We should also know, from all this, that it's imperative that souls convert as soon as possible!  It is true that we must meet people "where they are," but it should always be a matter of urgency that they convert, and fully, at the earliest possible time.  The scriptures say that "today is the day of salvation."  Not tomorrow.  Not next month.  Certainly not years from now.  We are not promised a tomorrow.  So the idea that sinners and unbelievers--including ourselves when we fall into such errors--have time to "gradually" convert is a dangerous and lethal notion.  It could soften our urgency for their conversion.  That's not to say we shouldn't accept that sometimes a person will only gradually repent or convert, nor that we mustn't be patient and charitable in our methods of appealing to them, but it means we must see to it that this gradual repentance is in spite of our urgent efforts, not because we had contented ourselves with their gradual conversion.  After all, if we begin to believe that the unbeliever or unrepentant sinner has "plenty of time," then our passion for converting them will naturally suffer.  We mortals tend to procrastinate if we think we have the luxury, so it's important we know that we don't.
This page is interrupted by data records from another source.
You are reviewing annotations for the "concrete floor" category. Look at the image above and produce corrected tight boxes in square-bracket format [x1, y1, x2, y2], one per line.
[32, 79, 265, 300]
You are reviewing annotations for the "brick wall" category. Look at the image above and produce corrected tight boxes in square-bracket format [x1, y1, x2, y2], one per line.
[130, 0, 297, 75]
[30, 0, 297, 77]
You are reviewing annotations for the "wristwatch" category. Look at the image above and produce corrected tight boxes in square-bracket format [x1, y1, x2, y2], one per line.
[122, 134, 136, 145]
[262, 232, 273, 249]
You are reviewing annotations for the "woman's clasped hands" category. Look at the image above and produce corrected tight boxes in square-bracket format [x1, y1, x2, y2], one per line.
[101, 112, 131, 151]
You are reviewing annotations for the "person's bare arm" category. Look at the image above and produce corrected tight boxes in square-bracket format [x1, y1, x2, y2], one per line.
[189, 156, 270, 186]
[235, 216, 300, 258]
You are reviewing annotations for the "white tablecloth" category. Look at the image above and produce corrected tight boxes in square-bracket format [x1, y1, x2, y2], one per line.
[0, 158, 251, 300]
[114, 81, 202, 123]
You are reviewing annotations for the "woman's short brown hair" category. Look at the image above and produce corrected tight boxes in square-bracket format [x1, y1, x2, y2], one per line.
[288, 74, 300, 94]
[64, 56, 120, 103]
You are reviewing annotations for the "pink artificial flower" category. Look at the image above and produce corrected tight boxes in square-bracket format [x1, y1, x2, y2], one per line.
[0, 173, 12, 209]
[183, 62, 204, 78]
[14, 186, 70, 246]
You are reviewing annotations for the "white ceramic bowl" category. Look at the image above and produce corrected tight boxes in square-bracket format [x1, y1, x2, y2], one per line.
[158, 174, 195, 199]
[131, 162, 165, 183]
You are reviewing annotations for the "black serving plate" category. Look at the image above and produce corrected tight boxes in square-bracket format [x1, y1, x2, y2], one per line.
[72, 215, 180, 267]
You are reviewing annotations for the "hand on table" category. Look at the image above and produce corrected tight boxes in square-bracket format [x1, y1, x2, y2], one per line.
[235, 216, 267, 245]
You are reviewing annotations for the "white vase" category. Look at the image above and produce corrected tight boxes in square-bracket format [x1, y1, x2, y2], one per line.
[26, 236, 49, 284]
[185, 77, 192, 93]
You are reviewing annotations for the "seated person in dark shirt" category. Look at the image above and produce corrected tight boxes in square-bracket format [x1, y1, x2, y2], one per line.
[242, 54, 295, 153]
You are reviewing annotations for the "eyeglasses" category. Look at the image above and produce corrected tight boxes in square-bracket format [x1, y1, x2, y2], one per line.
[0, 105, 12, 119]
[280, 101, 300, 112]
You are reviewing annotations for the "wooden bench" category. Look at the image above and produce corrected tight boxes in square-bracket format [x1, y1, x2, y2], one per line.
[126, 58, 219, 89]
I don't know how to kindle that passion, though.  Even though I know the truth of what I say, my heart fails to grasp the gravity.  It's as though the reality is so terrible, so burdensome, that my heart just cannot believe it.  So I'm in the same boat as most people, when it comes to lacking a sense of urgency.  For the most part, even if in my mind I know that "narrow is the gate and constricted the road that leads to life, and few are they who find it," in my heart I have the (false) sense of security that most people I know and encounter are probably going to go to Heaven regardless of their religious affiliation or lifestyle, because they seem like "good people" with "good intentions."  I cannot fathom God sending or even allowing them to go to Hell for eternity.  I confess that!  Such is my limited human mind and heart that I cannot dare to grasp the mind and justice of God!  That's my flaw, not any fault with God, Who is always without fault.

In the end, I believe the following standard is best:  Judge as though everyone will go to Heaven, but evangelize as urgently as though the only souls in Heaven will be those who had explicit faith in Christ and His teachings.  If we do that, we will be living the tightrope balance between "judge not" and "preach the gospel to all nations."  And pray for me, a sinner, for I too have a long way to go.